Near the Isosuo landfill in Raisio, police last week discovered and destroyed 24 cannabis plants, which they say could have sold for around 12,000 euros on the street.
But according to police sergeant Janne Aro-Heinilä, that amount is not enough for a serious narcotics charge.
"In a court of law, a narcotics charge requires around 50 plants. For one kilo of cannabis, about 40 plants are needed," says Aro-Heinilä.
The street value of one gramme of marijuana is 20 euros; one cannabis plant produces approximately 25 grammes of the drug also know as weed.

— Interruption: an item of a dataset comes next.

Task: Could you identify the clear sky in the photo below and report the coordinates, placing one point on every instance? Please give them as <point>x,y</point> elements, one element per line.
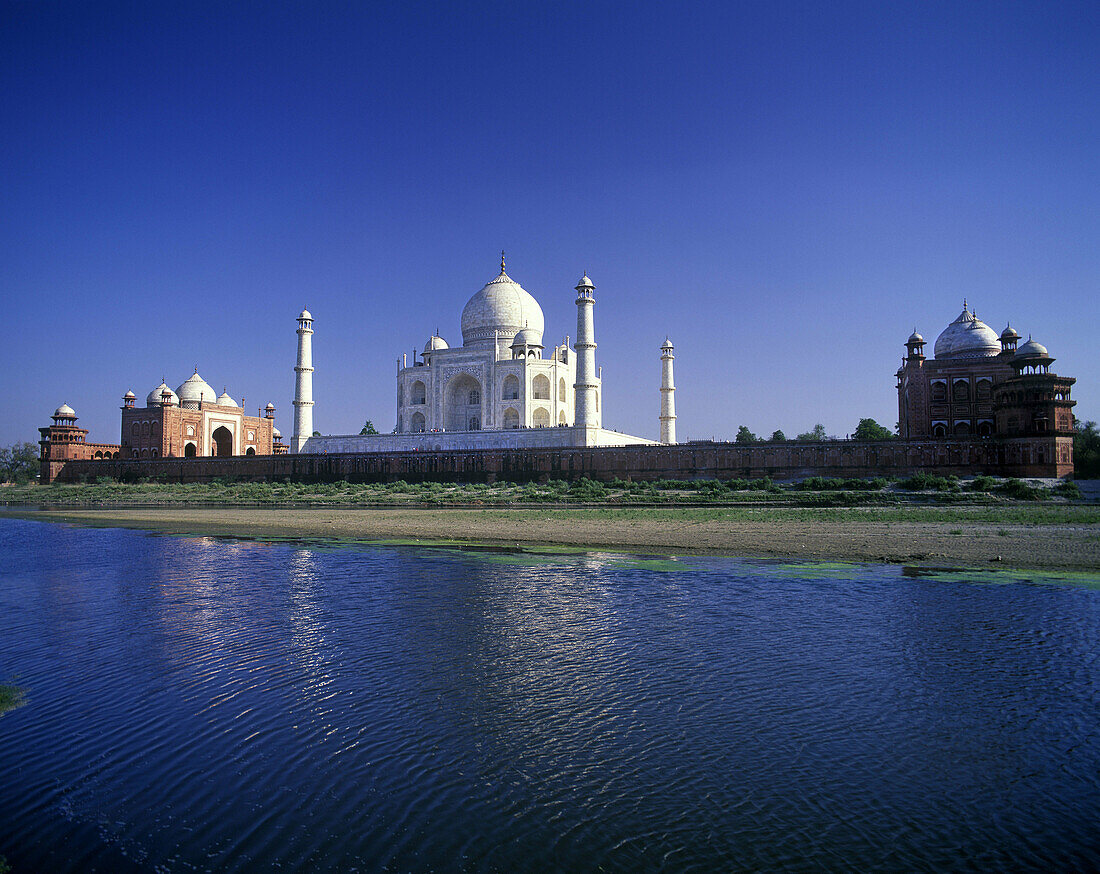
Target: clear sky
<point>784,189</point>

According to the police sergeant, the Raisio crop was larger than average. Usually, cannabis plants growing outdoors in the wild are in groups of ten.
Growing grow ops
Earlier this summer police in Western Finland have discovered cannabis growing in Kustavi and in the city of Turku near the centrally-located Myllysilta Bridge.
But according to Aro-Heinilä, the Myllysilta plants were likely not intentionally planted.

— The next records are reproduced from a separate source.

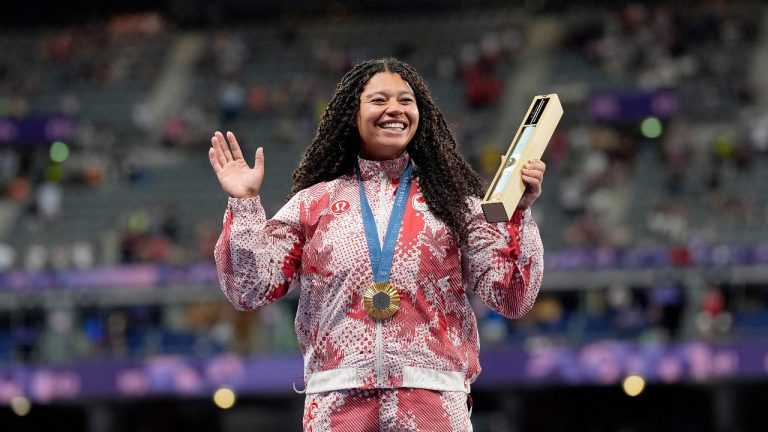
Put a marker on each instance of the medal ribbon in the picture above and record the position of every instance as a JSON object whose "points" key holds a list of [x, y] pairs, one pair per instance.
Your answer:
{"points": [[381, 258]]}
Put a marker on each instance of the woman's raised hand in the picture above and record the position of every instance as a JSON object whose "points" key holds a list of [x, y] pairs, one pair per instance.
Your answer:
{"points": [[235, 176]]}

"They may have grown from seeds that were transported there by birds," he says.
Marijuana planted in nature is often typically revealed when the berry and mushroom picking season starts up.
In the last few years, police have discovered close to 100 cannabis crops per summer and have gone as far as to call this new type of gardening a 'boom'.
Earlier this year in February police in the south-eastern town of Porvoo entered an apartment in the town centre to confiscate some 250 cannabis plants.